Sabemos o quanto é conhecida a posição crítica e revolucionária do poeta e dramaturgo Antonin Artaud (1896 – 1948), frente à linguagem canônica, sobretudo desde o período em que foi membro do movimento artístico surrealista, entre 1924 e 1926, o qual se fundamentava no discurso livre das amarras racionais, repressoras do sujeito desde sua infância. Seus integrantes eram fascinados pela maravilha do imaginário e, em suas criações, atingiam o ápice desse universo que bordejava a loucura. Esta pesquisa procura visualizar a escrita de Artaud sem dar-lhe um estatuto de mais um estudo de caso clínico, mas o de um sujeito que, apesar do sofrimento da psicose, se expressou pela arte, especialmente literária e teatral, também como meio de preservar sua existência, de sobrexistir. Portanto, em foco estará a assinatura de sua escrita feita pelo ente e não apenas pelo doente.
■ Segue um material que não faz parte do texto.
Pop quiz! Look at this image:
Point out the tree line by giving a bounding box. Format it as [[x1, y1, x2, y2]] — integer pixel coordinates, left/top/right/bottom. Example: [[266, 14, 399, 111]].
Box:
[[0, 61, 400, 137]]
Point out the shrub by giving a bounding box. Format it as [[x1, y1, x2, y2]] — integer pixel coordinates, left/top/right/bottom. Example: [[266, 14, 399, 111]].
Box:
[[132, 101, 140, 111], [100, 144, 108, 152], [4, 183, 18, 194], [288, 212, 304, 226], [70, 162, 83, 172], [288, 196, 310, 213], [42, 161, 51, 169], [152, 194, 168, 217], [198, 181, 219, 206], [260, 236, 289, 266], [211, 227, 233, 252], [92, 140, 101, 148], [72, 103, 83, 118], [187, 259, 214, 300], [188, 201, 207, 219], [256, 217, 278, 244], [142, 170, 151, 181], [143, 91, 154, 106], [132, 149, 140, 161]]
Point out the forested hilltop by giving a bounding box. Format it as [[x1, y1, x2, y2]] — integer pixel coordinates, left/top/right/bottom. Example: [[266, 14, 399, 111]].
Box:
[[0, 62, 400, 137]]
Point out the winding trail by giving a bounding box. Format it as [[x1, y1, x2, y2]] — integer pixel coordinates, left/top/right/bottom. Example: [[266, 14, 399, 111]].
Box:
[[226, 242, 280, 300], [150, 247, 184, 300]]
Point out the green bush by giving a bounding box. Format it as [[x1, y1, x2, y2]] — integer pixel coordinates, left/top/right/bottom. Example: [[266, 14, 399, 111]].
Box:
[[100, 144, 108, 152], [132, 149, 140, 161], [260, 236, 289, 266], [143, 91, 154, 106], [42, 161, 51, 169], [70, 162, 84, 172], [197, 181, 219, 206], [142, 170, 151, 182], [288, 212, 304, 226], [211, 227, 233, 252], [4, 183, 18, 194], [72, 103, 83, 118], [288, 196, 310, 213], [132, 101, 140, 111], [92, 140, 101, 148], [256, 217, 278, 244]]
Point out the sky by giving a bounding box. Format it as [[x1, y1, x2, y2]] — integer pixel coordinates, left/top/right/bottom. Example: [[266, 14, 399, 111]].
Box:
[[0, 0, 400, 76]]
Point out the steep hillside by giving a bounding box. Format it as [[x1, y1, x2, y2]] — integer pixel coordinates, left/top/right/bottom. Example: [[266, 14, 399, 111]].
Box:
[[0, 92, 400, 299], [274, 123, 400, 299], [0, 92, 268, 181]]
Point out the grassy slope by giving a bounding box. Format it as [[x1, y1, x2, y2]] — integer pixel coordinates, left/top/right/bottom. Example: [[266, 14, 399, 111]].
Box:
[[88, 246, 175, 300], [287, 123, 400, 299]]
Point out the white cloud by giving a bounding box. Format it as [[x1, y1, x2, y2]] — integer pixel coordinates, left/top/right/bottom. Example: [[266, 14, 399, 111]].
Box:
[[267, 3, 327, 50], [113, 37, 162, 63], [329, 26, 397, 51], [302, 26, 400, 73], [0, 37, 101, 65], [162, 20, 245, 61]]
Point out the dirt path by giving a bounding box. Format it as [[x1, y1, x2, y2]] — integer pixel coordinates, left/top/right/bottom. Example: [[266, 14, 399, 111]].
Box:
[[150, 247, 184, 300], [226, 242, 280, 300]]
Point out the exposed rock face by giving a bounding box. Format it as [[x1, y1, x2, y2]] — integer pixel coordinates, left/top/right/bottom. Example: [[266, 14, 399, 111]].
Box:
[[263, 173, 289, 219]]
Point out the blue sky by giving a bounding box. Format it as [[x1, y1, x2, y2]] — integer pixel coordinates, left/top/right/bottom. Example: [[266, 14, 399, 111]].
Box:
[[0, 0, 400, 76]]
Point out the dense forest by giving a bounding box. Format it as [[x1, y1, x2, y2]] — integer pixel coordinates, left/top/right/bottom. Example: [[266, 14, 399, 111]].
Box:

Para isso, há que se contrapor a escrita tradicional e a escrita psicótica (bruta), rastreando-se entre elas elementos comuns e diferenciais, sem a adoção da teoria a priori. Parte da obra será analisada como a de um sujeito-autor que, de fato, viveu a poesia em ato! Contudo, com a luz da análise intertextual crítica, teremos importantes balizas teóricas; a saber: do lado da psicanálise, os trabalhos de Sigmund Freud e Jacques Lacan; da Análise do Discurso (AD), a orientação da escola francesa segundo a ótica de Dominique Maingueneau; dentre estudiosos de Artaud, os filósofos Gilles Deleuze e Jacques Derrida, o psicanalista Félix Guattari e a filósofa e psicanalista Julia Kristeva, e o literato e filósofo Maurice Blanchot, além de vários outros estudos. O corpus, dentre outros escritos de Artaud, é delimitado pelas cartas feitas para seu médico, Gaston Ferdière, quando de sua internação no asilo de Rodez, na França, entre 1943 e 1946, e publicadas no livro Nouveaux Écrits de Rodez (1977), inédito no Brasil. Assim, penetramos na interface dos discursos literário e psicótico de um “sujeito em processo”, Artaud; perguntando-nos que lugar ocupa como autor, qual o intento das neoformações linguísticas no embate com a língua materna usual, qual o efeito da escrita para sua (re)inscrição como sujeito social.